Systems Biology and Mathematical Modeling Group, Max Planck Institute of Molecular Plant Physiology, 14476 Potsdam-Golm, Germany.
Bioinformatics Group, Institute of Biochemistry and Biology, University of Potsdam, 14476 Potsdam-Golm, Germany.
Bioinformatics. 2021 Sep 29;37(18):2896-2904. doi: 10.1093/bioinformatics/btab212.
Genomic selection (GS) is currently deemed the most effective approach to speed up breeding of agricultural varieties. It has been recognized that consideration of multiple traits in GS can improve accuracy of prediction for traits of low heritability. However, since GS forgoes statistical testing with the idea of improving predictions, it does not facilitate mechanistic understanding of the contribution of particular single nucleotide polymorphisms (SNP).
Here, we propose a L2,1-norm regularized multivariate regression model and devise a fast and efficient iterative optimization algorithm, called L2,1-joint, applicable in multi-trait GS. The usage of the L2,1-norm facilitates variable selection in a penalized multivariate regression that considers the relation between individuals, when the number of SNPs is much larger than the number of individuals. The capacity for variable selection allows us to define master regulators that can be used in a multi-trait GS setting to dissect the genetic architecture of the analyzed traits. Our comparative analyses demonstrate that the proposed model is a favorable candidate compared to existing state-of-the-art approaches. Prediction and variable selection with datasets from Brassica napus, wheat and Arabidopsis thaliana diversity panels are conducted to further showcase the performance of the proposed model.

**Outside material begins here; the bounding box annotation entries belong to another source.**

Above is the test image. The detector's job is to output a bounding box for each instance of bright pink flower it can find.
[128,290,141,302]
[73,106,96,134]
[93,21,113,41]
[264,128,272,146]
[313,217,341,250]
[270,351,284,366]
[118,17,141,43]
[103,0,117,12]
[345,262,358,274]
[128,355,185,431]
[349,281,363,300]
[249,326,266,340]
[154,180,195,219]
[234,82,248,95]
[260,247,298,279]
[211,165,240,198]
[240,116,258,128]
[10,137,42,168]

: The model is implemented using R programming language and the code is freely available from https://github.com/alainmbebi/L21-norm-GS.
Supplementary data are available at Bioinformatics online.
基因组选择(GS)目前被认为是加速农业品种选育最有效的方法。人们已经认识到,在 GS 中考虑多个性状可以提高低遗传力性状预测的准确性。然而,由于 GS 放弃了统计检验的想法,以提高预测的准确性,它不利于对特定单核苷酸多态性(SNP)的贡献的机制理解。
在这里,我们提出了一种 L2,1-范数正则化多变量回归模型,并设计了一种快速有效的迭代优化算法,称为 L2,1-联合,适用于多性状 GS。L2,1-范数的使用在考虑个体之间关系的惩罚多变量回归中促进了变量选择,当 SNP 的数量远远大于个体的数量时。变量选择的能力使我们能够定义主调节器,可用于多性状 GS 环境中,以剖析所分析性状的遗传结构。我们的比较分析表明,与现有的最先进的方法相比,所提出的模型是一个有吸引力的候选者。使用 Brassica napus、小麦和 Arabidopsis thaliana 多样性面板的数据集进行预测和变量选择,进一步展示了所提出模型的性能。
该模型使用 R 编程语言实现,代码可从 https://github.com/alainmbebi/L21-norm-GS 免费获得。
补充数据可在生物信息学在线获得。